Type 1 T cells promote the generation of CD8 tissue-resident memory T cells.

机构信息

Instituto de Medicina Molecular, João Lobo Antunes, Faculdade de Medicina da Universidade de Lisboa, Lisbon, Portugal.

Innate Immunity and Inflammation, Instituto Gulbenkian de Ciência, Oeiras, Portugal.

出版信息

Nat Immunol. 2020 Jul;21(7):766-776. doi: 10.1038/s41590-020-0674-9. Epub 2020 May 18.

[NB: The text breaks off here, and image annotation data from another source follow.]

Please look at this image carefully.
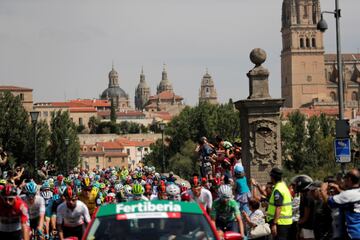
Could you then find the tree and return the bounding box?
[49,110,80,173]
[0,91,30,167]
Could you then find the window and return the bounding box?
[330,92,337,102]
[300,38,304,48]
[311,38,316,48]
[351,92,358,101]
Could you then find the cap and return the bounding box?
[308,180,322,190]
[270,167,283,177]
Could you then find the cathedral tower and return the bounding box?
[281,0,326,108]
[156,64,173,94]
[199,69,218,104]
[135,69,150,110]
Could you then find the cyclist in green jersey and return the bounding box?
[210,185,244,236]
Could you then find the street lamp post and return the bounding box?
[317,0,344,120]
[159,122,165,173]
[64,138,69,176]
[317,0,351,174]
[30,111,40,181]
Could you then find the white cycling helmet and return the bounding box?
[218,185,233,198]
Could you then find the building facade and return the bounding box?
[199,69,218,104]
[281,0,360,111]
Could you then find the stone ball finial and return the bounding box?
[250,48,266,66]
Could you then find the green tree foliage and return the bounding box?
[281,111,337,178]
[0,92,34,164]
[49,111,80,173]
[26,120,50,172]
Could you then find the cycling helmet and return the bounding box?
[190,176,200,187]
[181,192,191,202]
[145,183,152,194]
[114,183,124,192]
[25,181,37,195]
[40,191,53,202]
[40,180,50,191]
[59,186,66,196]
[124,185,132,195]
[234,164,244,174]
[166,184,180,196]
[81,177,92,189]
[131,184,144,195]
[0,179,6,186]
[218,185,233,199]
[291,175,313,192]
[53,194,60,201]
[1,184,17,197]
[63,187,76,199]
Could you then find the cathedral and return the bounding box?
[281,0,360,109]
[199,69,218,104]
[100,66,131,111]
[135,65,185,115]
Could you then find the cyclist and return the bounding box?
[187,176,213,213]
[56,187,90,240]
[40,180,53,238]
[166,183,181,201]
[23,181,45,235]
[46,186,66,239]
[0,184,29,240]
[79,177,101,215]
[132,183,149,201]
[210,185,244,236]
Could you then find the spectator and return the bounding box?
[321,169,360,239]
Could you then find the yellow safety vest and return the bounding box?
[266,182,292,225]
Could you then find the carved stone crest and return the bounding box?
[249,119,277,165]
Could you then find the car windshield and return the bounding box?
[86,213,216,240]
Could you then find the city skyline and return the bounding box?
[0,0,360,107]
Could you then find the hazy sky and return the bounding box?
[0,0,360,106]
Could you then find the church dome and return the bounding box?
[101,87,128,99]
[109,68,119,78]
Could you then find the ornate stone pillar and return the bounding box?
[235,48,284,184]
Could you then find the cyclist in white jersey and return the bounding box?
[23,181,45,235]
[56,187,91,240]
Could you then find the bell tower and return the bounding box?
[281,0,326,108]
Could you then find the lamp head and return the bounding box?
[316,14,328,32]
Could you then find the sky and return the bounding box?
[0,0,360,106]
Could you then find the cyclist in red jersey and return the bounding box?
[0,184,29,240]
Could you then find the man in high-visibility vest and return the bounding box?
[267,167,292,240]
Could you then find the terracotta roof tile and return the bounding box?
[96,142,124,150]
[0,86,32,92]
[149,90,184,100]
[70,107,97,113]
[324,53,360,62]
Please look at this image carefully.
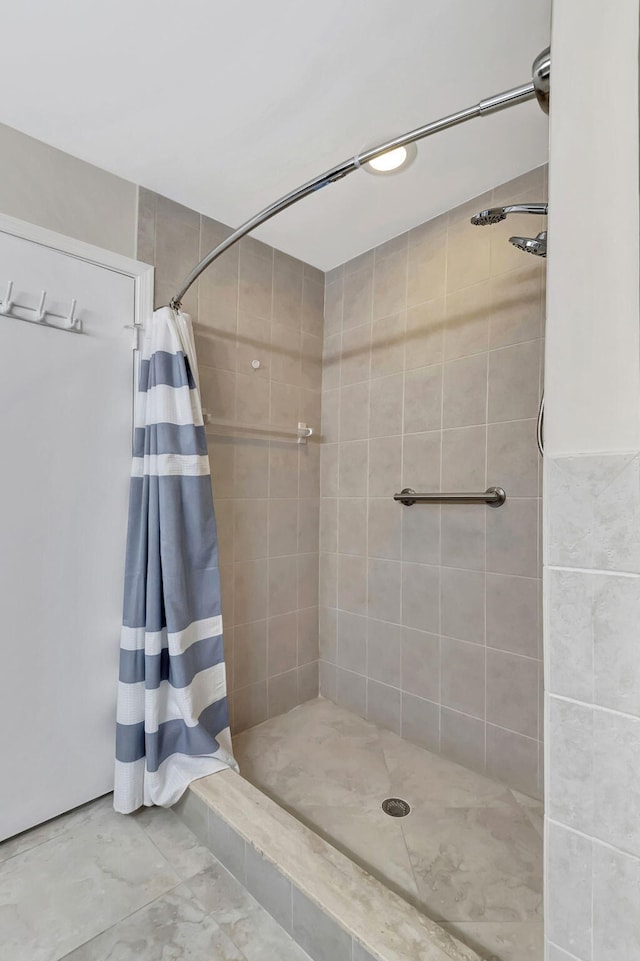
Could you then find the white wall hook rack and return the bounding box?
[0,280,83,334]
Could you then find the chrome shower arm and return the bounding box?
[171,50,549,309]
[502,204,549,217]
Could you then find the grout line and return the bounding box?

DOI:10.1038/s41590-020-0674-9
PMID:32424367
Abstract

Tissue-resident memory T (T) cells, functionally distinct from circulating memory T cells, have a critical role in protective immunity in tissues, are more efficacious when elicited after vaccination and yield more effective antitumor immunity, yet the signals that direct development of T cells are incompletely understood. Here we show that type 1 regulatory T (T) cells, which express the transcription factor T-bet, promote the generation of CD8 T cells. The absence of T-bet-expressing type 1 T cells reduces the presence of T cells in multiple tissues and increases pathogen burden upon infectious challenge. Using infection models, we show that type 1 T cells are specifically recruited to local inflammatory sites via the chemokine receptor CXCR3. Close proximity with effector CD8 T cells and T cell expression of integrin-β8 endows the bioavailability of transforming growth factor-β in the microenvironment, thereby promoting the generation of CD8 T cells.

摘要

组织驻留记忆 T(T)细胞与循环记忆 T 细胞在组织保护性免疫中具有关键作用,在接种后引发时更有效,产生更有效的抗肿瘤免疫,但指导 T 细胞发育的信号尚不完全清楚。在这里,我们表明表达转录因子 T-bet 的 1 型调节性 T(T)细胞促进 CD8 T 细胞的产生。缺乏表达 T-bet 的 1 型 T 细胞会减少多种组织中 T 细胞的存在,并在感染性挑战时增加病原体负担。使用感染模型,我们表明趋化因子受体 CXCR3 通过趋化因子受体 CXCR3 将 1 型 T 细胞特异性募集到局部炎症部位。与效应 CD8 T 细胞的近距离接触和 T 细胞表达整合素-β8 赋予了微环境中转化生长因子-β的生物利用度,从而促进了 CD8 T 细胞的产生。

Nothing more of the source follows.